Sarizotan projected to be first approved treatment for Rett Syndrome

30/03/2019

In this update from Newron Pharmaceuticals, sponsors of the STARS study, CEO Stefan Weber, projects that Sarizotan, subject to study results in Q4 of 2019, will become the first approved drug for treatment of Rett Syndrome.

Reverse Rett has been pivotal in supporting the UK arm of the Sarizotan trial at King’s College Hospital in the UK since the trial started in 2017.

Enrollment for the study is now completed internationally. This was a challenge because the health of so many patients was too unstable for them to participate.
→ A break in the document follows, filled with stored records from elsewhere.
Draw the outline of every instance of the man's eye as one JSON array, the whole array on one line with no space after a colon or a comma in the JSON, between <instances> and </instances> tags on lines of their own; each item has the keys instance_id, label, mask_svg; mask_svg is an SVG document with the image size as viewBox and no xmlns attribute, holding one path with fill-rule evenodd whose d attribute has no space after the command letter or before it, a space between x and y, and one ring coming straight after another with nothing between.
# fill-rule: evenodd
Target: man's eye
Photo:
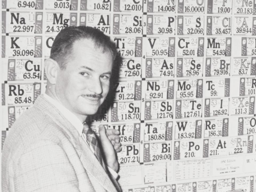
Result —
<instances>
[{"instance_id":1,"label":"man's eye","mask_svg":"<svg viewBox=\"0 0 256 192\"><path fill-rule=\"evenodd\" d=\"M101 75L101 78L104 80L107 80L109 79L109 77L106 75Z\"/></svg>"},{"instance_id":2,"label":"man's eye","mask_svg":"<svg viewBox=\"0 0 256 192\"><path fill-rule=\"evenodd\" d=\"M89 74L88 74L88 73L85 73L85 72L82 72L81 73L80 73L80 74L81 74L81 75L83 75L84 77L88 77L88 76L89 76Z\"/></svg>"}]
</instances>

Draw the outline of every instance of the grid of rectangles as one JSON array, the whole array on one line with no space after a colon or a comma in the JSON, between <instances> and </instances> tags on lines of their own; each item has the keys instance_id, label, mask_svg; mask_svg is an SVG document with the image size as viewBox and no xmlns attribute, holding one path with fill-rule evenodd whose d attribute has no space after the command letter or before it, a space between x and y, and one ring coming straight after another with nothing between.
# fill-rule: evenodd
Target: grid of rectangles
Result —
<instances>
[{"instance_id":1,"label":"grid of rectangles","mask_svg":"<svg viewBox=\"0 0 256 192\"><path fill-rule=\"evenodd\" d=\"M70 25L110 36L122 60L111 108L124 191L256 191L256 2L2 0L2 146L44 92L43 63Z\"/></svg>"}]
</instances>

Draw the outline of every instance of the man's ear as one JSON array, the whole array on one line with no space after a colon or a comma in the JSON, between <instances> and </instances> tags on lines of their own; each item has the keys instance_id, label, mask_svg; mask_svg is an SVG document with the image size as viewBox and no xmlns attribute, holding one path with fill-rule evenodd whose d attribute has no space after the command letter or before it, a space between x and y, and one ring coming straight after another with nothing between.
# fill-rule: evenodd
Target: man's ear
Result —
<instances>
[{"instance_id":1,"label":"man's ear","mask_svg":"<svg viewBox=\"0 0 256 192\"><path fill-rule=\"evenodd\" d=\"M58 63L53 59L49 58L45 62L45 72L47 80L51 84L56 83L58 71L59 70Z\"/></svg>"}]
</instances>

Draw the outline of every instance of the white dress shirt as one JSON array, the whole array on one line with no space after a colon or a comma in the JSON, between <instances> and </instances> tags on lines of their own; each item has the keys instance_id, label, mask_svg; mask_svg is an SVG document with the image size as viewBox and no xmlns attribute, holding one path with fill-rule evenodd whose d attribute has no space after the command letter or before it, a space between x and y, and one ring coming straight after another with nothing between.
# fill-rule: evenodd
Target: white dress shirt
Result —
<instances>
[{"instance_id":1,"label":"white dress shirt","mask_svg":"<svg viewBox=\"0 0 256 192\"><path fill-rule=\"evenodd\" d=\"M59 110L61 113L75 127L78 131L80 136L82 137L85 142L85 143L88 145L86 140L86 136L83 133L83 125L77 117L62 105L60 101L54 99L46 93L45 93L43 94L43 96L47 100L56 107ZM91 147L91 146L90 146L90 148L93 152L95 153L95 151ZM116 179L118 177L118 174L108 166L108 167L109 168L109 170L113 177Z\"/></svg>"}]
</instances>

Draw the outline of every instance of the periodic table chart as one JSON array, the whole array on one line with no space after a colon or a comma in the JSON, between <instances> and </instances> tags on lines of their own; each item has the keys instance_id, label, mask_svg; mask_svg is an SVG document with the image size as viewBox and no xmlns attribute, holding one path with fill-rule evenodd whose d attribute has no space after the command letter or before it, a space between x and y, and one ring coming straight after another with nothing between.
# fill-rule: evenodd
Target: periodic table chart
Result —
<instances>
[{"instance_id":1,"label":"periodic table chart","mask_svg":"<svg viewBox=\"0 0 256 192\"><path fill-rule=\"evenodd\" d=\"M124 192L256 192L256 1L2 0L2 148L44 93L43 63L71 25L110 36L109 109Z\"/></svg>"}]
</instances>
The UK trial site at King’s was the number one recruiting centre for the trial internationally out of 14 trial sites, with 26 patients screened, more than double the number originally required. Reverse Rett has worked closely with Primary Investigator, Professor Santosh at KCH prior to and throughout the duration of the trial to identify, recruit and refer patients and to support patients and families participating in the trial with logistical arrangements for travel and accommodation for their many study visits.

Here are some of the key points highlighted by Weber in this video update:

Of those patients who entered the study, to date 90% made it through completion of study and 90% chose to go on to the open label extension period. All patients on the extension period receive the drug, including those who were previously on placebo.

In Q4 this year, Newron will produce the results of the study. If the results are positive, subject to regulatory approval, Sarizotan is likely to become the first approved treatment for Rett Syndrome.

The first readout from baseline data of the first 100 patients enrolled in the study shows, that different from past teaching, and different from information gathered in the US Natural History Study, there is worsening in all key features of Rett with age. Data from the study shows objectively that breathing gets worse with age.

Oxygen saturation levels go below 90%, for 48 mins of the hour which indicates that the effects of the disease, particularly in terms of breathing irregularities are far worse in affecting patients than has been previously believed.

Weber also highlights that we must update information available to families and clinicians with lessons learned from this first objective data from the study.

Reverse Rett continues to work in partnership with Newron and the team at King’s College Hospital to support patients and families participating in the UK arm of the trial, including those who have gone on to the extension period.

We are also working with Newron and industry affiliates to prepare to drive approval of this potential treatment for Rett, subject to positive trial results which we hope to see emerging later this year.

Reverse Rett wishes to thank all patients and families who volunteered to take part in the trial, Professor Santosh and team at King’s College Hospital for their excellence in care and ongoing commitment to patients and our industry partners at Newron for their efforts to improve the lives of patients and families with Rett.